Rock and a Hard Place at the Cineplex: Timing DVD Releases
Have you put off seeing a new movie in a theater
and waited for the DVD instead? Or have you liked a
movie you saw in a theater so much that you bought
or rented the DVD for a second viewing? If you have,
you're one of many consumers participating in the
transformation of the film industry's business model.
Tuck assistant professor Y. Jackie Luan, with K. Sudhir
of the Yale School of Management, are researching
part of this emerging model called sequential
versioning. Movie studios routinely use it to maximize
revenues, releasing movies first in theaters then on
DVDs, followed by pay-per-view or video-on-demand.

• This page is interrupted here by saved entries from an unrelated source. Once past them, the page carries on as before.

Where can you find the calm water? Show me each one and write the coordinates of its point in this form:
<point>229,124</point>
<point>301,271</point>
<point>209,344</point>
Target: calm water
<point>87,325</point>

Book publishers sequentially
release hardcover and paperback
editions, and they
and music publishers now
use sequential versioning to
incorporate platforms such
as iTunes and YouTube into
their distribution channels.
To help marketers face the challenge of determining
optimal timing of sequential product releases, Luan
and Sudhir have created an elegant econometric model
of consumer choice and applied it to the trickiest
balancing act of all: maximizing DVD sales without
cannibalizing box office receipts.
The researchers gathered information on 600 movies
released in theaters and on DVD between October
2000 and January 2004 and surveyed consumers
about their movie consumption habits. In addition to
sales, rental, and box office figures, the data includes
a dizzying array of variables, from production budgets
to Oscar nominations and even a "star power"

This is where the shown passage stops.